The Irish mature the majority of their whiskey in Ex-Bourbon barrels from the US. The American oak makes the whiskey smooth and a bit mellow.
Some of the special bottlings are stored in the more expensive Ex-Sherry or other wine casks. The wine casks are usually made of European oak. The flavours are more intense and sometimes bitter from the tannins but also more fruity from the residue of the wine in the porous oak.

Different sizes of casks
Different casks used at Midelton

During the maturation period some of the liquid evaporates. This is called the angel's share. As the whiskey matures the spirit becomes darker and smother.

Four casks with dropping level from left to right. Also from bright to dark
The stages of cask maturation at Midelton

2. The modern warehouse

In the historic days of the Irish whiskey production the spirit was matured in flat dunnage warehouses. The casks were rolled into the warehouses and stored in lying positions up to three layers high.
Today the demand is higher and the process is a bit more streamlined. The casks are put upright onto pallets and stored in higher warehouses. A new bunghole has to be drilled on the upper end of the barrel and enables to fill, probe, and empty the casks.

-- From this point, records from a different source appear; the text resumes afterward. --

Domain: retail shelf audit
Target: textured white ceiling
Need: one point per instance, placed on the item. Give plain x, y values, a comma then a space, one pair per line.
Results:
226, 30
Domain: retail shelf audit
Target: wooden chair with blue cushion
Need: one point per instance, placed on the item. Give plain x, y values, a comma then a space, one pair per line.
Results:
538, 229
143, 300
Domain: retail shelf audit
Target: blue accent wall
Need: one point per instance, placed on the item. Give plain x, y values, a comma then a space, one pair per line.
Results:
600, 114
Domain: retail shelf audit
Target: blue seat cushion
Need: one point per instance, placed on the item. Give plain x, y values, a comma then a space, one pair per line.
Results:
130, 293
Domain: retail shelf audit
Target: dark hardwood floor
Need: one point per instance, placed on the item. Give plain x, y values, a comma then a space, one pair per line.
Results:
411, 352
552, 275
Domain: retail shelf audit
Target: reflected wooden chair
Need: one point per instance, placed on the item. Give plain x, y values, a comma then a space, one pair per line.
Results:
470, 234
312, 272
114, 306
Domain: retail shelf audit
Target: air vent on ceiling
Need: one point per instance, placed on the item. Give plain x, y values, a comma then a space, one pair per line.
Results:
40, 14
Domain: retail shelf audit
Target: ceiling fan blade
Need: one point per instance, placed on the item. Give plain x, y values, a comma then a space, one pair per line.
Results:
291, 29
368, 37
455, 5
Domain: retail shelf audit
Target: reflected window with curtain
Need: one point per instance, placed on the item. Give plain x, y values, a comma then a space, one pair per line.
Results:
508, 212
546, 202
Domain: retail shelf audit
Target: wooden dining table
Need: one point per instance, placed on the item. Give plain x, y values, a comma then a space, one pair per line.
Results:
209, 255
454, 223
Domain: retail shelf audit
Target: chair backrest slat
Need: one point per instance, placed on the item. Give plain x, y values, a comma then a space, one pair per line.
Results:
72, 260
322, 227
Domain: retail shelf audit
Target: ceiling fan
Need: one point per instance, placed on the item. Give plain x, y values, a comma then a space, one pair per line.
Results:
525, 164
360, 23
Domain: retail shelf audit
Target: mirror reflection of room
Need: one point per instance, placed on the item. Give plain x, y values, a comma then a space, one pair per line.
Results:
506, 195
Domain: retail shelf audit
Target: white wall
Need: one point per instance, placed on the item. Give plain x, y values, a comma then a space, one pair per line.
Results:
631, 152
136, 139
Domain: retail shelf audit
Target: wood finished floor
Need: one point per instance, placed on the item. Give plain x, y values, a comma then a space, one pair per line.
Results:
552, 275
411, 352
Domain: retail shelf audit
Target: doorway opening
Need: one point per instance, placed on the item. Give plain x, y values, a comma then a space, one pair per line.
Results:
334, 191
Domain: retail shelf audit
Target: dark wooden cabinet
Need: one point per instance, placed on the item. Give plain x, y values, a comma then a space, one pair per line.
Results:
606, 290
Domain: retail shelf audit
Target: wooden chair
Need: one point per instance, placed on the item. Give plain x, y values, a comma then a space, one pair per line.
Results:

A big warehouse with pallets
A modern warehouse in Ireland

The tasting of the individual casks is very important and leads to the blending process. 

A big pipette, funnel remover and a tasting glass
Tasting tools

After the whiskey has matured long enough it is vatted in large steel tanks for bottling. Right before bottling the Irish whiskey is filtered. Most of the brands choose to chill the whiskey before filtering. This is done to prevent the whiskey from becoming cloudy when ice is added to the drinking glass. 

A filter with a lot of layers that are compressed
A whiskey filter

After filtering the whiskey is bottled and shipped internationally for you to enjoy your dram of Irish whiskey.